Health Minister Deb Matthews responds to questions about the province's troubled air ambulance service ORNGE, after returning back to Queen's Park for the second time in a day to attend a last-minute committee meeting in Toronto on July 31, 2012.Michelle Siu/The Globe and Mail

It is a blessing for Premier Dalton McGuinty's Liberals that the scandal around the air-ambulance service Ornge is too Byzantine for most Ontarians to follow closely. But beneath the murky allegations of public funding being leveraged for private gain and excessive salaries being hidden from public view, the latest of which came forward at legislative-committee hearings this week, lies a straightforward lesson. As governments attempt new models for delivering public services, especially those engaging the private sector, they must keep close eyes on their creations.
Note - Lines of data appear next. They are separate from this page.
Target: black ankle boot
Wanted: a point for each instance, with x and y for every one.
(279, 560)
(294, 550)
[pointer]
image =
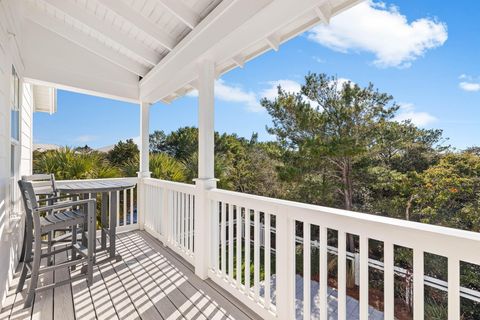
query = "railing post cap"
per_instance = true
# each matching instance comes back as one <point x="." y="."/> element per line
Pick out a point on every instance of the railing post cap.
<point x="207" y="183"/>
<point x="144" y="174"/>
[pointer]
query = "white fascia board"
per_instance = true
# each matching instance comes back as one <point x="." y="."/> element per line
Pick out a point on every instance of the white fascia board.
<point x="260" y="25"/>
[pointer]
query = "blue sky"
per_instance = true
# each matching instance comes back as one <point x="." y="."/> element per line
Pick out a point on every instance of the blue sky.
<point x="425" y="53"/>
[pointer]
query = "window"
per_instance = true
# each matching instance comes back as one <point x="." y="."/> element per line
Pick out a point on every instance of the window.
<point x="15" y="106"/>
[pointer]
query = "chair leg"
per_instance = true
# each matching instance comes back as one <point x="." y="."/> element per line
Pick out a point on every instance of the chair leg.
<point x="26" y="257"/>
<point x="74" y="240"/>
<point x="22" y="255"/>
<point x="49" y="248"/>
<point x="37" y="257"/>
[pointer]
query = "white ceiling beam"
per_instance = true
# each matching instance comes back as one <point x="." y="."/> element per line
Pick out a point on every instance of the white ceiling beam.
<point x="324" y="13"/>
<point x="232" y="28"/>
<point x="141" y="22"/>
<point x="226" y="17"/>
<point x="78" y="37"/>
<point x="180" y="10"/>
<point x="273" y="42"/>
<point x="239" y="60"/>
<point x="91" y="20"/>
<point x="54" y="61"/>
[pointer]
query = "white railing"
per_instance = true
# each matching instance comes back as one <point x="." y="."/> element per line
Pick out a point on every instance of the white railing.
<point x="169" y="214"/>
<point x="291" y="220"/>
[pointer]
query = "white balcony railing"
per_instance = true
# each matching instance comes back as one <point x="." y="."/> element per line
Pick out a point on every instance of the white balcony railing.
<point x="170" y="214"/>
<point x="127" y="208"/>
<point x="245" y="270"/>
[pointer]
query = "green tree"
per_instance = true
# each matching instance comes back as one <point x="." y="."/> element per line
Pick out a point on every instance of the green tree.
<point x="326" y="130"/>
<point x="67" y="164"/>
<point x="123" y="152"/>
<point x="449" y="193"/>
<point x="165" y="167"/>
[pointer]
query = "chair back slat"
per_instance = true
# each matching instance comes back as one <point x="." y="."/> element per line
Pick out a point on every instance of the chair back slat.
<point x="43" y="184"/>
<point x="29" y="200"/>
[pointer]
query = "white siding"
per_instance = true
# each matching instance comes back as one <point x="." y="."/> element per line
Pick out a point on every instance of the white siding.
<point x="11" y="231"/>
<point x="26" y="128"/>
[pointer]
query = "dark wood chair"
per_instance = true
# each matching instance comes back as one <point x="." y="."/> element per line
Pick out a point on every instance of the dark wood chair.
<point x="47" y="194"/>
<point x="61" y="215"/>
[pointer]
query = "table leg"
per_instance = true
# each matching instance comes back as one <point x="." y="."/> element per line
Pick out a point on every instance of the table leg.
<point x="112" y="225"/>
<point x="103" y="240"/>
<point x="84" y="227"/>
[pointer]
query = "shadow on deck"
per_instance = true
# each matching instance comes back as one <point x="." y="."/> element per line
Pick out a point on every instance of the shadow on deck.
<point x="151" y="282"/>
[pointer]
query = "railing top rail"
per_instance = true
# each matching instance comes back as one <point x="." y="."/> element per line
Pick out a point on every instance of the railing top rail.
<point x="102" y="179"/>
<point x="182" y="187"/>
<point x="464" y="245"/>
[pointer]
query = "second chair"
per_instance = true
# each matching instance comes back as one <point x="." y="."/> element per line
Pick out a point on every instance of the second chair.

In this case, the Liberals seem to have done the opposite. In 2005, the government announced that it was appointing a not-for-profit corporation to manage air-ambulance services, then effectively handed the keys to Chris Mazza, a former emergency-room doctor.

Ornge went on to create a web of both not-for-profit and for-profit companies, with a lack of firewalls. Perhaps the best example of the questionable conduct that followed, documented by the province's Auditor-General, was using public funds to purchase new helicopters from an Italian manufacturer, which then gave Ornge a contract for marketing services and made a donation to one of the charities it had set up. In another bizarre series of events, Ornge reportedly purchased a building for its headquarters, then leased it to itself at an above-market rate.

There is some debate about why the government only put a stop to all this, ousting Ornge's senior management and board of directors, once media had begun reporting on it. Opposition parties argue that the Liberals turned a blind eye. Health Minister Deb Matthews has countered that Ornge stonewalled efforts to investigate it.

Even if the latter explanation is correct, it is hardly an excuse. It may be unrealistic to expect a minister responsible for nearly half of program spending to keep close tabs on every expenditure under her watch. But that is all the more reason that strong measures to ensure accountability – clear rules, regular financial reporting, an effective audit process, an engaged board of directors – need to be locked in whenever any such agency or organization is established.

The cost of failing to do so cannot just be measures in dollars. One of the dangers of a scandal such as Ornge is risk-aversion, when it comes to new service-delivery models. At a time when innovation is required to make health spending sustainable, that would be the wrong lesson to draw. Governments need to keep taking risks; they just need to be smarter about them than Mr. McGuinty's was.